We have previously shown that mutational footprints associated with extrinsic and intrinsic risk factors of cancer can be used to inform aetiology and treatment options in oesophageal adenocarcinoma (Secrier, Li et al, Nat Genet 2016). Specifically, we uncovered three distinct subtypes of this cancer with distinct therapeutic opportunities, including a subgroup with high mutational burden, which could benefit from immunotherapy, and one with prevalent DNA damage defects in the homologous recombination pathway, for which PARP inhibitors may be effective (Fig 1).
We are currently investigating further mechanisms of mutational signature development and their involvement in cancer progression.
Genomic instability is a major determinant of cancer development. We are interested in gaining insights into the timing and mechanisms of processes such as catastrophic events, whole-genome doubling and copy number variation leading to gene dosage-mediated regulation of pathway activity. Ongoing efforts in the group are focused on complex rearrangement events we have previously described in oesophageal adenocarcinoma (Fig 2).

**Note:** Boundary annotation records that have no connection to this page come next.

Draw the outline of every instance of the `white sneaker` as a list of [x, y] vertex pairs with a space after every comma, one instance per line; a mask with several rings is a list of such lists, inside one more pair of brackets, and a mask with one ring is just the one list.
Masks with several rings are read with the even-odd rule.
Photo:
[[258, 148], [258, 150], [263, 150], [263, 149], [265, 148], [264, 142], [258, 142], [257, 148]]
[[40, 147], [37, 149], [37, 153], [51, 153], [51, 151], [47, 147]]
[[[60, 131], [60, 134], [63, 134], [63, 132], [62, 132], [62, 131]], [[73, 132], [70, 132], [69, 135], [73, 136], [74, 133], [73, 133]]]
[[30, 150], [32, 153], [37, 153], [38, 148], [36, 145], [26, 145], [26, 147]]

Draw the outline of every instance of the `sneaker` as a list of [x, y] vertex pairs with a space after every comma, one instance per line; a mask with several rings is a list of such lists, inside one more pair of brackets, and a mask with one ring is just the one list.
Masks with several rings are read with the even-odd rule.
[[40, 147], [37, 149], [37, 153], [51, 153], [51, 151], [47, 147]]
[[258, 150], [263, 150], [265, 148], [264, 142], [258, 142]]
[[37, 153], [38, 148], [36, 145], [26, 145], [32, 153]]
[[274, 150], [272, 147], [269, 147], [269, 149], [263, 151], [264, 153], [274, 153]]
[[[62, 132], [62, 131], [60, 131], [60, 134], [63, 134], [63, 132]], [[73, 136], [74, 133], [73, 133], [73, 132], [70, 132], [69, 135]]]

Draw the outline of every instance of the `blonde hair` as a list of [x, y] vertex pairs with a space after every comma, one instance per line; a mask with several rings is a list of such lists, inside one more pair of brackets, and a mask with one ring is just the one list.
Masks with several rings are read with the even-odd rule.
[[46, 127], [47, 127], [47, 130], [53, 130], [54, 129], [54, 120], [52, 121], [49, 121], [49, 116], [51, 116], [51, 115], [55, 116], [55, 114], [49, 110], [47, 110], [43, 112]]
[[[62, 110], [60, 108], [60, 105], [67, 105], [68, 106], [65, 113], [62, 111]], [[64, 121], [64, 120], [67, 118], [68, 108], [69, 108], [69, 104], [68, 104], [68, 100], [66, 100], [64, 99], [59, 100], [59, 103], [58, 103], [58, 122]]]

We are interested in developing new methodology for evaluating cancer-immune cell interactions and immune activity in relation to cancer-driven signals (Fig 3). Some of the topics under current investigation include immune checkpoint activity and the identification of rare cell populations in cancer.

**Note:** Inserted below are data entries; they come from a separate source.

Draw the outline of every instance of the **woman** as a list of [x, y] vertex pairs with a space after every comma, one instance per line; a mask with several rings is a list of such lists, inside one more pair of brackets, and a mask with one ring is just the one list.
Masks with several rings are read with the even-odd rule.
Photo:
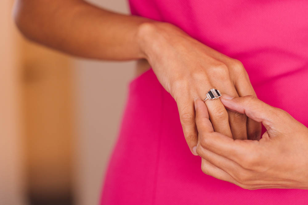
[[[296, 189], [308, 187], [304, 174], [308, 162], [302, 157], [308, 134], [299, 122], [308, 125], [303, 106], [308, 91], [308, 3], [129, 2], [133, 15], [79, 0], [19, 0], [15, 6], [18, 27], [33, 41], [84, 57], [141, 59], [137, 69], [143, 73], [129, 85], [101, 204], [308, 200], [306, 191]], [[213, 88], [227, 95], [201, 104]], [[238, 97], [256, 93], [298, 121], [255, 98]], [[260, 139], [261, 122], [268, 131], [261, 140], [251, 140]], [[183, 132], [208, 175], [200, 170], [200, 158], [189, 154]], [[274, 188], [285, 189], [263, 189]]]

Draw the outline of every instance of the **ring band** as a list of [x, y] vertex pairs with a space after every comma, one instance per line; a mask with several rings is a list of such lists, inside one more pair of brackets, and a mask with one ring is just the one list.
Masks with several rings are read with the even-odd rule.
[[206, 98], [203, 100], [203, 101], [207, 100], [213, 100], [219, 98], [221, 96], [221, 93], [218, 90], [214, 88], [210, 90], [209, 91], [206, 93]]

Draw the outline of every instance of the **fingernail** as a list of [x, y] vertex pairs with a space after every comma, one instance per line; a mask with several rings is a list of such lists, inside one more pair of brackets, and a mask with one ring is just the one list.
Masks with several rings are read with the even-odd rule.
[[234, 98], [234, 96], [231, 96], [231, 95], [224, 93], [221, 94], [221, 97], [226, 100], [232, 100]]
[[194, 155], [195, 155], [196, 156], [198, 156], [198, 154], [197, 154], [197, 146], [195, 146], [192, 148], [192, 154]]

This is a new direction of research in the group that we are starting to expand through collaborations with the UCL Institute of Neurology and the German Center for Neurodegenerative Diseases (DFZN, Bonn). The focus is on epigenetic regulation of disease and immune system involvement.

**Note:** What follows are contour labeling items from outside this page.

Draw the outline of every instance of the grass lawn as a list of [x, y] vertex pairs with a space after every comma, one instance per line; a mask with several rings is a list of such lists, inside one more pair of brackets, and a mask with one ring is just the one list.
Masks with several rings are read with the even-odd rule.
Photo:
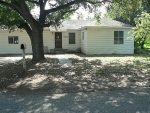
[[150, 49], [150, 41], [147, 42], [146, 44], [144, 44], [144, 47], [145, 47], [146, 49]]
[[47, 55], [41, 62], [27, 59], [25, 73], [21, 71], [21, 61], [1, 68], [0, 75], [3, 76], [0, 84], [12, 78], [15, 82], [7, 81], [5, 85], [9, 86], [9, 89], [51, 90], [56, 93], [150, 85], [150, 55], [148, 54], [65, 54], [65, 56], [72, 61], [72, 66], [62, 67], [55, 55]]

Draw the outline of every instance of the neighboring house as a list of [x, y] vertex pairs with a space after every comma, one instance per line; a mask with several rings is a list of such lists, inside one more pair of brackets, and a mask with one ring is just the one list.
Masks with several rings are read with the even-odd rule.
[[[84, 54], [133, 54], [134, 41], [129, 31], [132, 26], [112, 19], [67, 20], [60, 27], [45, 28], [44, 52], [66, 49]], [[26, 53], [32, 53], [31, 41], [26, 31], [0, 31], [0, 54], [20, 54], [20, 45], [26, 44]]]

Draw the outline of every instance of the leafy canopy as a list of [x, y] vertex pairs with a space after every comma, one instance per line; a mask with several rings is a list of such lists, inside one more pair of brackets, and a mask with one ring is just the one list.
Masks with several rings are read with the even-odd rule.
[[[0, 22], [9, 28], [23, 28], [24, 23], [32, 27], [37, 22], [42, 27], [59, 26], [79, 7], [95, 13], [100, 17], [99, 7], [109, 0], [1, 0]], [[48, 7], [46, 7], [48, 6]], [[39, 15], [31, 14], [31, 10], [39, 7]], [[32, 23], [31, 23], [32, 21]], [[34, 21], [34, 22], [33, 22]]]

We apply unsupervised and supervised learning approaches for the purpose of patient stratification and prediction of disease outcome or response to therapy. At the cellular level, we apply similar methods to understand dependencies within protein interaction networks and the effect of signal propagation within key pathways regulating oncogenic activation, senescence, dormancy, metastasis etc.
We are developing new tools for multi-omics data integration. Methods employed include: causal reasoning, predictive models, network analysis, hotspot/module identification, deep learning.